There can be no market solution to a virus pandemic. Only governments had the resources and, crucially, the mandate and authority to take the wheel of civil society and steer people through the crisis as best as we could muddle through.

But increasingly for several years now, the thrust of discussion around almost every economic and social problem has centred on what the Government can do to fix it. Sometimes it will make things worse, often it can help, and occasionally it can fix. But it does nothing to aid people and businesses to always indulge the flawed thought that they don’t also have some power of their own. That isn’t callous or naive or some quaint Reaganistic impulse that belongs in another era. It is common sense.

Massive problem

For example, the hospitality industry has a massive problem attracting and retaining labour. This issue always rears its head in times of consumer exuberance. The industry wants action from the Government. The State agency Fáilte Ireland this week launched a strategy to fix the issue. But it must be obvious that the bulk of the solution lies within the gift of the industry itself: invest more in training, give better wages and employment conditions, and focus on making businesses more competitive so they can generate the resources to pay for them.
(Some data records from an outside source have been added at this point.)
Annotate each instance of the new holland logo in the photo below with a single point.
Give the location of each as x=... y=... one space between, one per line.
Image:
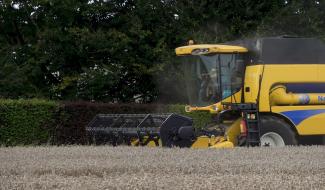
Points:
x=304 y=99
x=321 y=98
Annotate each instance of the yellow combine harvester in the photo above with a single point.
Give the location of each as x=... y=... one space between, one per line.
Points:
x=260 y=92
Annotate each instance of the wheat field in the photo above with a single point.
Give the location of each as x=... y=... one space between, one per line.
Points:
x=104 y=167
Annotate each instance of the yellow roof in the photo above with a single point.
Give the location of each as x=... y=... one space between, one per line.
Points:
x=209 y=48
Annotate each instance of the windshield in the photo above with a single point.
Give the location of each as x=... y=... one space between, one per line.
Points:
x=211 y=78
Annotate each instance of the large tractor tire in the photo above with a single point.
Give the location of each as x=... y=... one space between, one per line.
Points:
x=276 y=132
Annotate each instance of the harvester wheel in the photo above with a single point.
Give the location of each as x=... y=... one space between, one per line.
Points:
x=276 y=132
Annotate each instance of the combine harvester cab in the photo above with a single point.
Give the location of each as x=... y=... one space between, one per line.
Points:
x=260 y=92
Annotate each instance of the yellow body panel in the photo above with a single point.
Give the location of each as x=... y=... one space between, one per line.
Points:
x=312 y=125
x=205 y=141
x=280 y=96
x=217 y=107
x=210 y=48
x=308 y=119
x=225 y=144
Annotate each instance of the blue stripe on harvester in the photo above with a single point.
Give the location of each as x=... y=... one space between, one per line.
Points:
x=298 y=116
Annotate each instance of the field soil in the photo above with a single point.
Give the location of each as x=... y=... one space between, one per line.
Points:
x=104 y=167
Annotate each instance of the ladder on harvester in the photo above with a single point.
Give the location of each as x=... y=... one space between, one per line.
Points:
x=252 y=122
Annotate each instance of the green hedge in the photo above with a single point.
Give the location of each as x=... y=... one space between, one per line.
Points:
x=25 y=122
x=32 y=122
x=200 y=119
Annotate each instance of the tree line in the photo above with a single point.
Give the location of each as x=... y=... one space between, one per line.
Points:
x=123 y=50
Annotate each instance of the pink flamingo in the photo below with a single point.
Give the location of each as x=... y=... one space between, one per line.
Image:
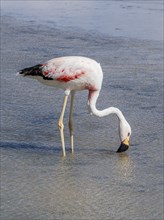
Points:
x=74 y=73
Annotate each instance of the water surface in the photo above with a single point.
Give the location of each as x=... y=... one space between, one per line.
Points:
x=95 y=182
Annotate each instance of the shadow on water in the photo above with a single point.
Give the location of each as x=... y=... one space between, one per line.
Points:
x=27 y=146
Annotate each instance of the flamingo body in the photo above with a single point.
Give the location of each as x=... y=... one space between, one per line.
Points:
x=70 y=73
x=74 y=73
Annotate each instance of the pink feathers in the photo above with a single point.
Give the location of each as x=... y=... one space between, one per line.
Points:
x=67 y=78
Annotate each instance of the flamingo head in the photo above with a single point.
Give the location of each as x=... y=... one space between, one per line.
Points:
x=125 y=133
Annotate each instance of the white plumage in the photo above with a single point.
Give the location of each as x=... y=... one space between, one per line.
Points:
x=74 y=73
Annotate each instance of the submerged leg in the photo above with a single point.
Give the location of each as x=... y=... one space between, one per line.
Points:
x=61 y=125
x=70 y=121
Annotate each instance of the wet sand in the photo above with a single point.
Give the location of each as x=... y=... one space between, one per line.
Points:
x=95 y=182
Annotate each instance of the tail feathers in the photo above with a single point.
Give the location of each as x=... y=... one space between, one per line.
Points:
x=32 y=71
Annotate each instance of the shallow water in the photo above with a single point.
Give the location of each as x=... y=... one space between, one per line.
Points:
x=95 y=182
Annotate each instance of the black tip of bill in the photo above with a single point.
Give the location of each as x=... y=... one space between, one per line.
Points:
x=123 y=147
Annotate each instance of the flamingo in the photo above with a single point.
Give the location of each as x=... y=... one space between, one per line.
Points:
x=75 y=73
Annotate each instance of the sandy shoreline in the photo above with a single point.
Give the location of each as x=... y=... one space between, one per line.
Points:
x=95 y=183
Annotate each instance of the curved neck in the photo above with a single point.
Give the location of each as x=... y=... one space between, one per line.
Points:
x=93 y=95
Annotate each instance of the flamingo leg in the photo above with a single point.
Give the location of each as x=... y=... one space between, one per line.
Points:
x=61 y=125
x=70 y=121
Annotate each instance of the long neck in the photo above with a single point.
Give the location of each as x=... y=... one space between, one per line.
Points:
x=93 y=95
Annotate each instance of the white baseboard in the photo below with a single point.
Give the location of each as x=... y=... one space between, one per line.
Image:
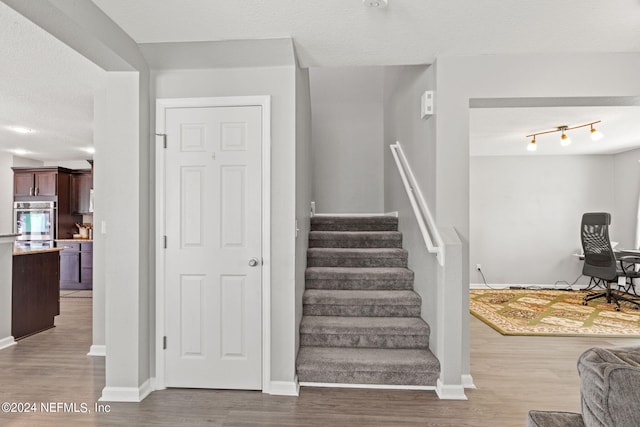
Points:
x=372 y=386
x=284 y=388
x=126 y=394
x=467 y=381
x=450 y=392
x=7 y=342
x=97 y=350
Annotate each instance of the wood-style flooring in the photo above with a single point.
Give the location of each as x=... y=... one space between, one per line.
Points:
x=512 y=375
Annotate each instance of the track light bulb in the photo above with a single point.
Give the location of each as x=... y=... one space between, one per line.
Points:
x=532 y=145
x=596 y=135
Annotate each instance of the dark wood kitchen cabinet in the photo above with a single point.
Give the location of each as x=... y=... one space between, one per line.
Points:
x=35 y=292
x=39 y=183
x=47 y=184
x=76 y=265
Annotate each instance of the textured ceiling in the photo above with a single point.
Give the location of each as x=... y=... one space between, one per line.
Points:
x=47 y=87
x=502 y=131
x=346 y=33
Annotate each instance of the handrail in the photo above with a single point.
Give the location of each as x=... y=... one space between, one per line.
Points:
x=427 y=225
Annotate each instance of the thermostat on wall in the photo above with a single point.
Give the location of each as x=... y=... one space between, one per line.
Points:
x=426 y=104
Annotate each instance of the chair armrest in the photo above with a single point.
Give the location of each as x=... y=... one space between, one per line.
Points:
x=627 y=263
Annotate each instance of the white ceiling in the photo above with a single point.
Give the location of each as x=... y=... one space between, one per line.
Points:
x=502 y=131
x=48 y=87
x=346 y=33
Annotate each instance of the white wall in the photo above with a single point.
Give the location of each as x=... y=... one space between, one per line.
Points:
x=6 y=193
x=463 y=78
x=402 y=122
x=122 y=152
x=626 y=182
x=525 y=214
x=303 y=189
x=346 y=110
x=279 y=82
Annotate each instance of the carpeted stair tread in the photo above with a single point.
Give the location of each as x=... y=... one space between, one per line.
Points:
x=367 y=366
x=359 y=278
x=364 y=303
x=364 y=325
x=364 y=223
x=357 y=257
x=355 y=239
x=350 y=297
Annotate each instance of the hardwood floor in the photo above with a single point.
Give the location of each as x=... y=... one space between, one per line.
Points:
x=512 y=375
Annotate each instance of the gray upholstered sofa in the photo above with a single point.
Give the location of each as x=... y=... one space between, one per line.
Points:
x=609 y=388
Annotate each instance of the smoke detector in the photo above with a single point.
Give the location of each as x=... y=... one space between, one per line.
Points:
x=380 y=4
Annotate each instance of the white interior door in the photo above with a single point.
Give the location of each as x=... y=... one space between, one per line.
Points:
x=213 y=318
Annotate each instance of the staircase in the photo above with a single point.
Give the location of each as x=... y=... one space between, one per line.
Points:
x=361 y=319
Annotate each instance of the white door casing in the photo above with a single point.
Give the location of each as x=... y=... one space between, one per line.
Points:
x=211 y=276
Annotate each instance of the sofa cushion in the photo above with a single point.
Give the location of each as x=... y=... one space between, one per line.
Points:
x=610 y=387
x=554 y=419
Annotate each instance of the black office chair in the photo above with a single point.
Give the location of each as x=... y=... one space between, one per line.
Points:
x=600 y=262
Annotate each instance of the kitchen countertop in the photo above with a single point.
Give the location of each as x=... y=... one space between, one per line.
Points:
x=21 y=251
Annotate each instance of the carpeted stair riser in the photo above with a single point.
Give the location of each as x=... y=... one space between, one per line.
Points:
x=367 y=366
x=380 y=223
x=355 y=239
x=364 y=341
x=337 y=257
x=367 y=332
x=361 y=303
x=361 y=310
x=361 y=319
x=358 y=278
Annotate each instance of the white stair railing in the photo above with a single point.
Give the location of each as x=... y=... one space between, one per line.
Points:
x=427 y=225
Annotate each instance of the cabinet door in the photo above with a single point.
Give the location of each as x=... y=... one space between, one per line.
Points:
x=46 y=183
x=69 y=268
x=23 y=184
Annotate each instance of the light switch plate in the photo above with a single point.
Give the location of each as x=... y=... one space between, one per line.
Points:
x=426 y=104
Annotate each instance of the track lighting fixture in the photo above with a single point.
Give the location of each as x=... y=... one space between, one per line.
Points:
x=564 y=139
x=596 y=135
x=532 y=144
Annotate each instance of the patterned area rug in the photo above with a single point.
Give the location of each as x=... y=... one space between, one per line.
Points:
x=551 y=312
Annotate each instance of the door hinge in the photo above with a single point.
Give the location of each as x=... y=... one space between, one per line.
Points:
x=164 y=138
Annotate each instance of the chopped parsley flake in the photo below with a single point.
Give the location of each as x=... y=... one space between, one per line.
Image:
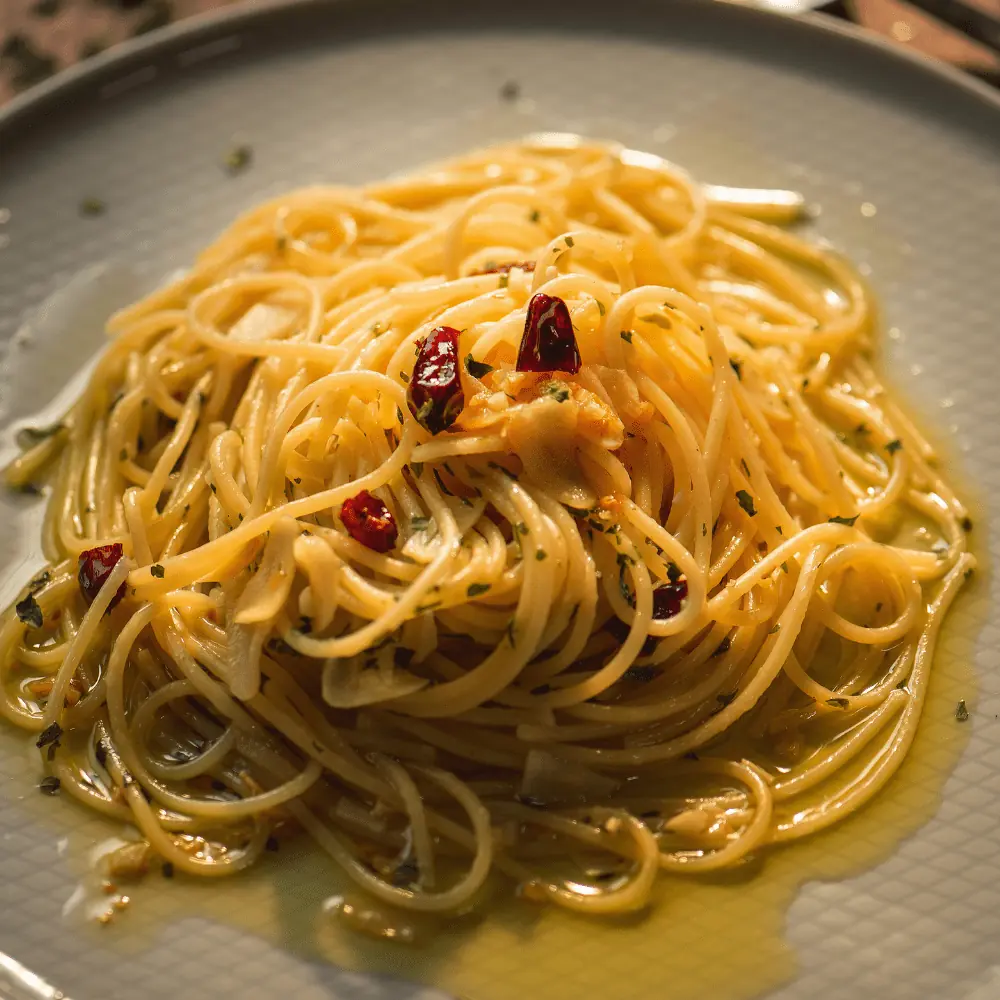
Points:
x=746 y=502
x=477 y=369
x=723 y=646
x=49 y=785
x=91 y=207
x=238 y=159
x=849 y=521
x=29 y=611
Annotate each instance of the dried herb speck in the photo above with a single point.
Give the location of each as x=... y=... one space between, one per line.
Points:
x=49 y=785
x=238 y=159
x=29 y=611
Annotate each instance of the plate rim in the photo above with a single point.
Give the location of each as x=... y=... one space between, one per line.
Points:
x=193 y=29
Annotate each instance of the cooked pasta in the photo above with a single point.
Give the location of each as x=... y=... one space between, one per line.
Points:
x=540 y=515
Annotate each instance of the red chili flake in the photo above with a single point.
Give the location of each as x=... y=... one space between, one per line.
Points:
x=669 y=598
x=522 y=265
x=434 y=395
x=369 y=521
x=95 y=567
x=548 y=344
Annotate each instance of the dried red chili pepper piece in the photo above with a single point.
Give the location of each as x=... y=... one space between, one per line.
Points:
x=668 y=599
x=548 y=343
x=95 y=567
x=369 y=521
x=522 y=265
x=434 y=395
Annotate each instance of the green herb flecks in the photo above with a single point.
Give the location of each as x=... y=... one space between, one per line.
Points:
x=746 y=502
x=91 y=207
x=238 y=159
x=849 y=521
x=477 y=369
x=29 y=611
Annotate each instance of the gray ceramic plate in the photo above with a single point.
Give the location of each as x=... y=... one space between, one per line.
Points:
x=351 y=91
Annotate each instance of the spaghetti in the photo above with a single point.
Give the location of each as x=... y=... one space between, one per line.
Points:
x=541 y=514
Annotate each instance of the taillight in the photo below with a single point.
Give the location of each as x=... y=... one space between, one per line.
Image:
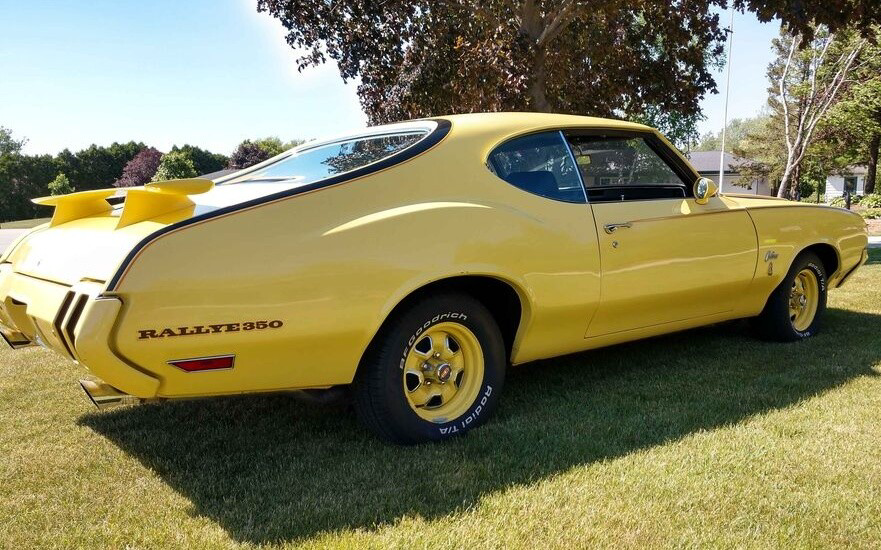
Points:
x=217 y=362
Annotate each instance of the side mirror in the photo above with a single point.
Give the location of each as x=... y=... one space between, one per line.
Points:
x=704 y=189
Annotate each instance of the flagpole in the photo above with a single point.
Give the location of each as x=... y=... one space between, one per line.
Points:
x=730 y=32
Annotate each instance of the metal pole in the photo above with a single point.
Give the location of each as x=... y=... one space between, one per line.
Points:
x=730 y=32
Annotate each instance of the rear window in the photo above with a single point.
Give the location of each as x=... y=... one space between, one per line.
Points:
x=310 y=164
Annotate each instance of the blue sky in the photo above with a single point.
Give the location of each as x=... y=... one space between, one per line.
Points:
x=206 y=72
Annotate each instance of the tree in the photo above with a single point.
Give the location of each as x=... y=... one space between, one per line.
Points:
x=251 y=152
x=640 y=59
x=805 y=80
x=140 y=169
x=23 y=177
x=97 y=167
x=204 y=161
x=175 y=165
x=247 y=154
x=737 y=130
x=8 y=144
x=852 y=129
x=60 y=185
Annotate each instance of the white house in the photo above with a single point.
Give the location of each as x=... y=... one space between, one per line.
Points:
x=853 y=179
x=707 y=165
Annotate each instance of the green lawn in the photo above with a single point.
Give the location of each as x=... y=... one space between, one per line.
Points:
x=23 y=224
x=706 y=438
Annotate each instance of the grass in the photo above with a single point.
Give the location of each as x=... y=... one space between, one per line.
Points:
x=704 y=438
x=23 y=224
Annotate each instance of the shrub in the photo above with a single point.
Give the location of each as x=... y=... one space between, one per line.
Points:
x=839 y=201
x=871 y=201
x=175 y=165
x=60 y=185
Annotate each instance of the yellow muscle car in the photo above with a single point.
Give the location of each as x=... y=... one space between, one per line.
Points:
x=413 y=262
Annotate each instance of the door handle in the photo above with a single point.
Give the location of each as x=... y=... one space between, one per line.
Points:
x=612 y=227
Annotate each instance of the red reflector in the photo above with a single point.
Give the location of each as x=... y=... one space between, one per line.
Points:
x=204 y=363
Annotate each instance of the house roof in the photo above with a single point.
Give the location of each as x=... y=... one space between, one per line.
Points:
x=708 y=161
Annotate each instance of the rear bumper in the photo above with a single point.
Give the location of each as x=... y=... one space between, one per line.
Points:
x=76 y=322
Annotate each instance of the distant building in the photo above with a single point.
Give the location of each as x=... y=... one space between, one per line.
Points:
x=852 y=179
x=707 y=165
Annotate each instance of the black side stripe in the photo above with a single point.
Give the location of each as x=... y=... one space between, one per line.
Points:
x=429 y=141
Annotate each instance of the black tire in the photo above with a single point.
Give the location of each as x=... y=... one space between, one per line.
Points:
x=379 y=394
x=775 y=322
Some don't want to hear this, but it is true.

Epochal change is under way in the retail sector. The pandemic has accelerated and condensed the pre-existing trend towards more online shopping and traditional retailers on main streets across the country feel the sharp end of the impact.

Industry groups and trade unions want the Government to lead on devising a strategy to protect retailers, and it is correct that the State is the only body with the broad remit to address the complex problem of urban footfall at a high level. But there is also plenty that individual retailers can do to save their own skins: restructure the organisation to divert resources where the trade is and invest in technology and innovation to allow them follow their customers online.

The media industry increasingly looks to politicians to save it with financial interventions and – with greater justification – to level the legal playing field with the titans of Silicon Valley who have dodged the responsibilities and costs of traditional publishers while soaking up their revenue base with oligopolistic behaviour.

Journalists, including this one, are well versed in such wailing. But the Government cannot save media no more than it can save any other industry, not without eroding media independence. The route to survival for media organisations goes through the pass of technological innovation and adapting how the product is delivered to consumers, who will abandon it if it doesn’t change.

Current mess

The defining issue of our era, the housing crisis, does require massive intervention by government to, for example, directly build more social housing and incentivise the construction of more cost rental properties. The current mess is a classic case of market (and political) failure and there is not much that individuals can do but sit tight and wait for it to ease.

But the cost of living crisis is, mostly, out of the Government's hands. Ignore the siren calls from some quarters for price caps. No government has ever capped its way out of inflation. A €504 million package of State relief measures might help to soothe some of the pain, but only monetary decisions made in Frankfurt at the European Central Bank will curb the problem in any sustainable way. And that won't be pain-free either, if borrowers end up watching as their increasing repayments chew up buying power.

The Government makes a rod for its own back when it pretends it can solve everything. By stepping in as the saviour on every issue it sets itself up for blame when, invariably and inevitably, it fails to meet expectations because it won’t admit the limitations of its ability to control every outcome.

Politicians must focus their efforts and our resources on helping those who need it most and have nowhere else to turn. Thankfully the majority don’t fall into that category. Sometimes we just have to get on with things and do what we can, and not get so enraged when someone states the bleeding obvious.